Colunista de Universa

14/07/2022 04h00

Tô há três dias tentando digerir os últimos acontecimentos, enquanto sigo vivendo, fazendo minhas coisas. Ao mesmo tempo, fiquei pensando (e atrasando) sobre essa coluna de opinião: "Meu Deus, sobre o que vou falar?". "Esse" assunto já tá coberto, muita gente gabaritada já falou sobre. Não preciso falar também... Mas falo sobre o quê, então? Ah, vou falar sobre brigas entre amigos... Não, não. Pera, já sei, vou falar sobre quando o spoiler é permitido no rolê. Menor chance... Beleza! Claro! Vou falar sobre Beleza, tendências, compartilhar um trucão bafônico.

Me desculpem, não tem outro assunto possível. Não tem como não falar sobre esse momento. "Ah, também vai falar sobre o monstruoso anestesista?" Não, vou falar sobre você, sobre mim.

Achei que valeria a pena trazer uma contribuição. Por isso, convidei o Freudão. Se liga nessa ideia dele (em 1930, vejam só...):

"O quê de realidade por trás disso, que as pessoas gostam de negar, é que o ser humano não é uma criatura branda, ávida de amor, que no máximo pode se defender, quando atacado, mas sim que ele deve incluir, entre seus dotes instintuais, também um forte quinhão de agressividade. Em consequência disso, para ele, o próximo não constitui apenas um possível colaborador e objeto sexual, mas também uma tentação para satisfazer a tendência à agressão, para explorar seu trabalho sem recompensá-lo, para dele se utilizar sexualmente contra a sua vontade, para usurpar seu patrimônio, para humilhá-lo, para infligir-lhe dor, para torturá-lo e matá-lo. Homo homini lupus [O homem é o lobo do homem]."

Nossa, que horror, que pessimista esse boy. Bom, em uma folheada no jornal ou clique num link, podemos constatar que isso acontece diariamente e bem diante dos olhos.

BEM DIANTE DOS NOSSOS OLHOS! E esse é o ponto. Nesse texto "O Mal-estar na Civilização", Freud sinaliza que uma das funções mais importantes da sociedade, da civilização, é justamente botar esse arreio no ser humano, para evitar a barbárie.

E, como somos alecrins dourados tão evoluídos, já não precisamos mais andar com a machadinha nas costas. Não mesmo? O que assistimos essa semana não foi uma barbaridade?

O que garante a tranquilidade e ousadia do senhor Giovanni Quintella Bezerra ao usar o corpo, ao estuprar uma mulher desacordada numa sala de cirurgia em meio a outras pessoas?

Pra além das possíveis elucubrações sobre as condições psíquicas desse homem, ele agiu com a certeza de que aquele corpo estava à disposição. Sob controle, domínio e poder. E que corpo é esse? Um corpo de mulher.

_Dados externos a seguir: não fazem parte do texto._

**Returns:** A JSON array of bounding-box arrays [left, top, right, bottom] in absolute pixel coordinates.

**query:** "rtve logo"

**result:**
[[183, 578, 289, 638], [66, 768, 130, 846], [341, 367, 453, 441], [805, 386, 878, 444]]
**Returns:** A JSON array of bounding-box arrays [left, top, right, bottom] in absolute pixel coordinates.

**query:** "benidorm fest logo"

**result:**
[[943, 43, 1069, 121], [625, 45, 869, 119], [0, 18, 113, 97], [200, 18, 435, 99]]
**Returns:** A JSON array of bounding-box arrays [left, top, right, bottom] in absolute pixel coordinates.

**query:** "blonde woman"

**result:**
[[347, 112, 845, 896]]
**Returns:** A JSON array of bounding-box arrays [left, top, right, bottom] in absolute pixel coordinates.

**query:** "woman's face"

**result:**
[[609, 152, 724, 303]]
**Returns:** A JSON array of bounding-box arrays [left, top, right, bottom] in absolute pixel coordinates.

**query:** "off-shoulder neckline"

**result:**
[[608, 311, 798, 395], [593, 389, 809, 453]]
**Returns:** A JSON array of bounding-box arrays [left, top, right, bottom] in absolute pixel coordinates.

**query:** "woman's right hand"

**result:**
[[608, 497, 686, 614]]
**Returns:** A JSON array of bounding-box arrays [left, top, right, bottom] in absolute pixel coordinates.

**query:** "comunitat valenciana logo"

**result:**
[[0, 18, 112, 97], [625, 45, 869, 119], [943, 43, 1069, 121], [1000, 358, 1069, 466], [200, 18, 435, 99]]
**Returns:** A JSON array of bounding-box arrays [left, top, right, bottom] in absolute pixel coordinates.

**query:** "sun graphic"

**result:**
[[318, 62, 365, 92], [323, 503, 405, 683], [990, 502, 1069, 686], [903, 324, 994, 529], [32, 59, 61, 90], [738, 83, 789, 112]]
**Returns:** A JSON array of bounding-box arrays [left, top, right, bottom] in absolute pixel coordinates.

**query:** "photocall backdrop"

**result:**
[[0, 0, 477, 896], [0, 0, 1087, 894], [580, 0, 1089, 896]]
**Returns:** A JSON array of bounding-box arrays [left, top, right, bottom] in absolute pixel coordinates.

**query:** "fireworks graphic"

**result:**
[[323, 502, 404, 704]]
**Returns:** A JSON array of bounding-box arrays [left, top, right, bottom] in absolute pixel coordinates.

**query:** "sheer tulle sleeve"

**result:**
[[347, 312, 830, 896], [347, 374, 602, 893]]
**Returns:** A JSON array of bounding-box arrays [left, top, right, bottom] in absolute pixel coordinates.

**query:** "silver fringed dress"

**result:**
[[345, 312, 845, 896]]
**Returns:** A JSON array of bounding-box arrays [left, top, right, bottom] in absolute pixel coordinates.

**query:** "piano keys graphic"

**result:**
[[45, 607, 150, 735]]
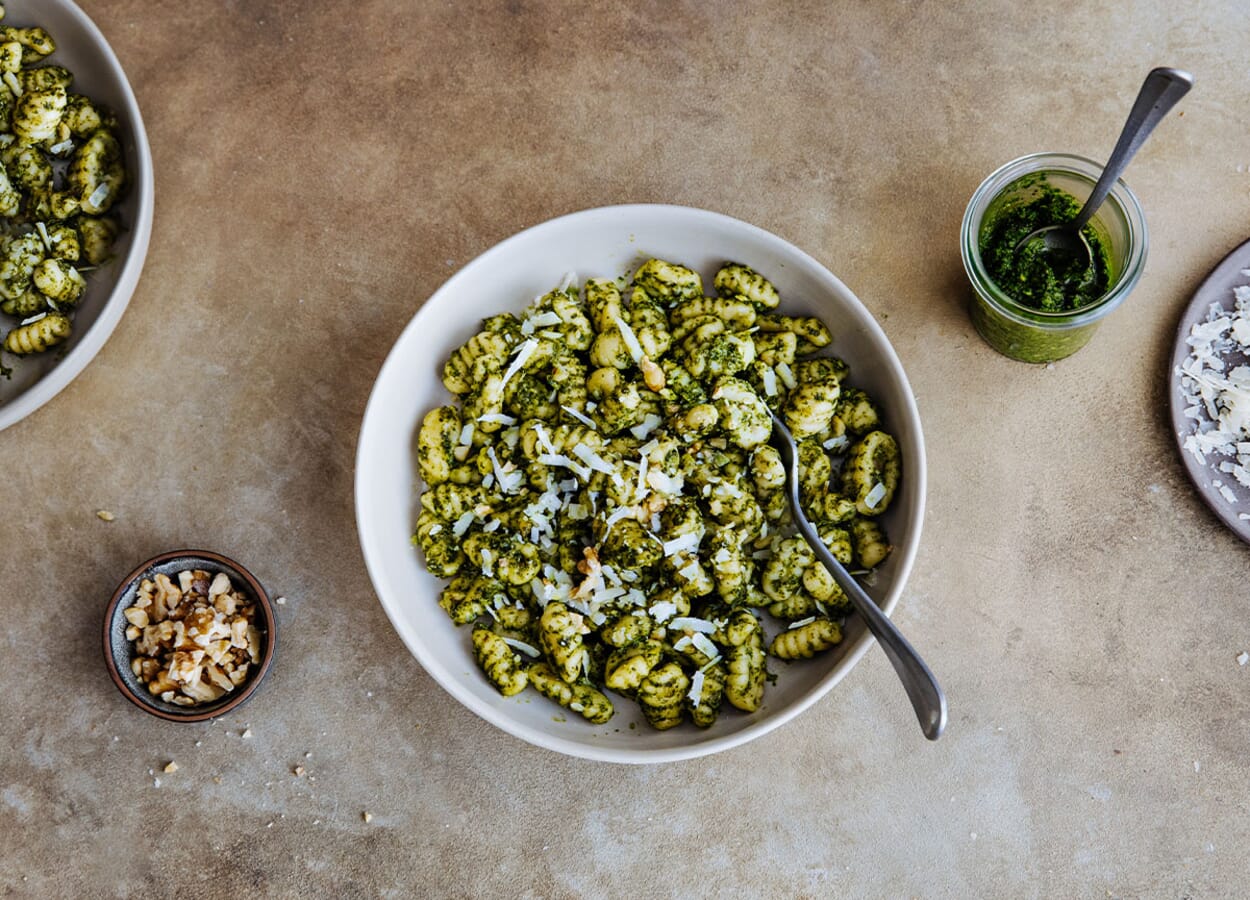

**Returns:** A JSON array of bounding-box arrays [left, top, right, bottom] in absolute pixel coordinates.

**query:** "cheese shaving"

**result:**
[[669, 616, 716, 634], [648, 600, 678, 625], [664, 531, 699, 556], [500, 338, 539, 388], [1176, 285, 1250, 505], [504, 638, 543, 659], [686, 670, 706, 709], [573, 444, 616, 475], [560, 406, 599, 431], [86, 181, 113, 209], [538, 454, 590, 481], [691, 623, 720, 659], [613, 313, 643, 364]]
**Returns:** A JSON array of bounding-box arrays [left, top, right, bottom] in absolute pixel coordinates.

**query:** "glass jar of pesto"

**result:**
[[960, 153, 1146, 363]]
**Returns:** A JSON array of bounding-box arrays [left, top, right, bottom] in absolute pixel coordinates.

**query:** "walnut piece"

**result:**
[[123, 569, 261, 706]]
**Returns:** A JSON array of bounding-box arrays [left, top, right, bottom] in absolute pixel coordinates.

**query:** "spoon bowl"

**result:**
[[769, 409, 946, 740]]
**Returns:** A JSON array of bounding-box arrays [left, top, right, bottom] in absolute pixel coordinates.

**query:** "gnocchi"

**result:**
[[0, 8, 126, 375], [415, 256, 901, 730]]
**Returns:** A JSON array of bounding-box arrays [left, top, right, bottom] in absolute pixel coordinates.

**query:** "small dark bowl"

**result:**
[[104, 550, 278, 721]]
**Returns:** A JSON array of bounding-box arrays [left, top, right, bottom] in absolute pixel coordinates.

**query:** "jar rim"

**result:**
[[960, 153, 1148, 329]]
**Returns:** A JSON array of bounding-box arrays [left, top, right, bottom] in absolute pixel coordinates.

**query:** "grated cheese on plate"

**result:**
[[1176, 281, 1250, 506]]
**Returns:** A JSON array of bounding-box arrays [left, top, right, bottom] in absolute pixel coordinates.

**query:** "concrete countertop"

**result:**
[[0, 0, 1250, 898]]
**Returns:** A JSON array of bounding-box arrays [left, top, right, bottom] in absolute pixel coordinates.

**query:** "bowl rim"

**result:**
[[104, 550, 278, 723], [0, 0, 155, 431], [355, 203, 928, 765]]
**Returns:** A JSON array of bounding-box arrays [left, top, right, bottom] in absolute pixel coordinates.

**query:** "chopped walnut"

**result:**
[[123, 569, 261, 706]]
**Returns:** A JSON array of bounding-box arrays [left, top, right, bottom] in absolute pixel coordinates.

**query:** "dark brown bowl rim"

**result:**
[[104, 550, 278, 723]]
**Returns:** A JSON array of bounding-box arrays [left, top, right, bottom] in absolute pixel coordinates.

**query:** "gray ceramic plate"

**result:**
[[1168, 241, 1250, 544]]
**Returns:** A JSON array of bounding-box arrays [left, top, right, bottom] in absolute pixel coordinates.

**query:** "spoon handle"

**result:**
[[1071, 69, 1194, 231], [794, 505, 946, 740]]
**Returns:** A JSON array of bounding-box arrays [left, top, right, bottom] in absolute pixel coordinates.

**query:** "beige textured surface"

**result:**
[[0, 0, 1250, 898]]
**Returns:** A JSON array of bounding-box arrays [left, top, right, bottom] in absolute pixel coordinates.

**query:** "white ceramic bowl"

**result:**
[[0, 0, 153, 430], [356, 205, 925, 763]]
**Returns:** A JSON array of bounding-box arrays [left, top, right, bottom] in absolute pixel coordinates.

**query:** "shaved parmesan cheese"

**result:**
[[630, 413, 664, 440], [486, 448, 525, 494], [504, 638, 543, 659], [760, 368, 778, 396], [86, 181, 113, 209], [664, 531, 699, 556], [538, 454, 590, 481], [613, 313, 643, 364], [669, 616, 716, 634], [560, 406, 599, 431], [500, 338, 539, 388], [534, 423, 555, 454], [691, 623, 720, 659], [573, 444, 616, 475], [648, 600, 678, 625], [605, 506, 634, 529], [526, 310, 564, 328], [686, 671, 705, 709], [1175, 277, 1250, 505]]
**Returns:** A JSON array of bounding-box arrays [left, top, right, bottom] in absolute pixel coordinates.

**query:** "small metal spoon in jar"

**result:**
[[1015, 69, 1194, 278], [769, 410, 946, 740]]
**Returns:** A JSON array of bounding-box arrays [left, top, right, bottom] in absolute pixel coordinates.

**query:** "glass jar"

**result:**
[[960, 153, 1146, 363]]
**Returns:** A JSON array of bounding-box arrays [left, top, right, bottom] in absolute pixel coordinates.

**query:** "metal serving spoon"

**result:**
[[769, 410, 946, 740], [1015, 69, 1194, 273]]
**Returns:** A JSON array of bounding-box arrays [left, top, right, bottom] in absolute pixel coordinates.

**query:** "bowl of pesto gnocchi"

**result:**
[[355, 205, 925, 763], [0, 0, 153, 429]]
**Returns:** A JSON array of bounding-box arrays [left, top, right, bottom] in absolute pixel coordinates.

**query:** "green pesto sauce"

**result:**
[[980, 184, 1111, 313]]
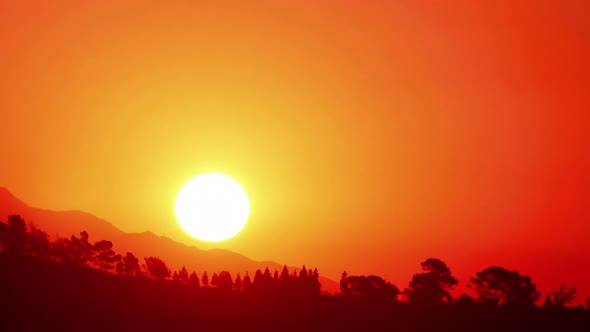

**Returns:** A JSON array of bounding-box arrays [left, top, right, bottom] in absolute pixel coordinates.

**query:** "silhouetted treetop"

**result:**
[[144, 257, 170, 280], [406, 258, 458, 303], [340, 272, 400, 301], [470, 266, 540, 305]]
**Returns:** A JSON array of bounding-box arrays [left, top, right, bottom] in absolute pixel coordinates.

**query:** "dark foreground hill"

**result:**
[[0, 187, 339, 293], [0, 253, 590, 332]]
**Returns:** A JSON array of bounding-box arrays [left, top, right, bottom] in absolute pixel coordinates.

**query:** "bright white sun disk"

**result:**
[[175, 173, 250, 242]]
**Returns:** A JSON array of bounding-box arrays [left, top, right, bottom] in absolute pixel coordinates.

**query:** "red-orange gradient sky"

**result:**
[[0, 0, 590, 300]]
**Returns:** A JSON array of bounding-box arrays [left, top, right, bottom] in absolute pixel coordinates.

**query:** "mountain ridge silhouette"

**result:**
[[0, 187, 339, 293]]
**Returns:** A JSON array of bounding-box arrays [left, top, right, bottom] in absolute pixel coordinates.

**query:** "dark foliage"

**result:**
[[0, 216, 590, 332]]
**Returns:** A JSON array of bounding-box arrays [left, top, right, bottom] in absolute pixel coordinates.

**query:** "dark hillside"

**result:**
[[0, 254, 590, 331]]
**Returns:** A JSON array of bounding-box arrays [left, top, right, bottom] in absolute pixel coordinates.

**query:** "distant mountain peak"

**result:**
[[0, 187, 339, 292]]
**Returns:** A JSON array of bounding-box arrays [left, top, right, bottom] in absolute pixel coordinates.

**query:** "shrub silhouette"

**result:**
[[92, 240, 121, 271], [340, 272, 400, 301], [115, 252, 142, 277], [0, 216, 590, 331], [470, 266, 540, 306], [543, 285, 577, 308], [406, 258, 458, 303], [144, 257, 170, 280]]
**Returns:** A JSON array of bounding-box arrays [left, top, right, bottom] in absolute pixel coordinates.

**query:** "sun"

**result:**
[[175, 173, 250, 242]]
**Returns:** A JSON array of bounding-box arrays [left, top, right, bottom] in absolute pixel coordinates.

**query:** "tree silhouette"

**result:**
[[242, 272, 252, 292], [144, 257, 170, 280], [234, 273, 242, 292], [188, 271, 200, 287], [201, 271, 209, 287], [93, 240, 121, 271], [116, 252, 141, 277], [406, 258, 458, 303], [27, 223, 52, 258], [178, 266, 189, 284], [470, 266, 540, 306], [53, 231, 94, 265], [543, 285, 577, 308], [340, 273, 400, 301], [0, 215, 27, 256], [211, 272, 219, 287], [217, 271, 234, 290]]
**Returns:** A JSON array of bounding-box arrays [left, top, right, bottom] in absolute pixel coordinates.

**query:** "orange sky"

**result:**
[[0, 0, 590, 300]]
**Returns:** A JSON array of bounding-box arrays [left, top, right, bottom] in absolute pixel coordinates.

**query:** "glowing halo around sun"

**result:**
[[175, 173, 250, 242]]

As últimas discussões envolvendo corpos e direitos das mulheres postas e expostas às situações de violência e humilhação são reveladoramente explícitas em relação à crença, na verdade, à certeza sobre quem opina e decide sobre esses corpos. Nunca as mulheres envolvidas na situação, sempre os outros, de preferência os homens.

Estupro e feminicídio são os últimos estágios, os mais violentos e brutais de uma escala de violências. Essas violências se dão diariamente, o tempo todo. Quando, numa situação trivial, naturalmente se cala ou interrompe uma mulher. Quando se autoriza comê-la com os olhos em função do que ela tá vestindo. Quando você, espontaneamente, opina sobre quão deplorável é o visual dela. Quando você se vangloria por um conhecimento ou habilidade muito superiores ao dela. Quando, por ciúmes e, supostamente, em nome do amor, você se autoriza a proibi-la de algo. Pesquisem, estudem, leiam, conversem entre si e se impliquem.

Já que o monstro são sempre os outros, o que você faz quando percebe esses monstros ao seu redor? Quando ele manda uma piadinha inadequada na mesa do bar, você sorri ou faz a indigesta tarefa de marcar, de apontar essa singela erva daninha?

As últimas demonstrações de violência contra mulheres são claros indicadores sobre quão sistêmico e profundamente estrutural é o problema. Se quisermos mesmo nos acreditar civilizados e parar esse horror, precisamos nos implicar nisso desde o início.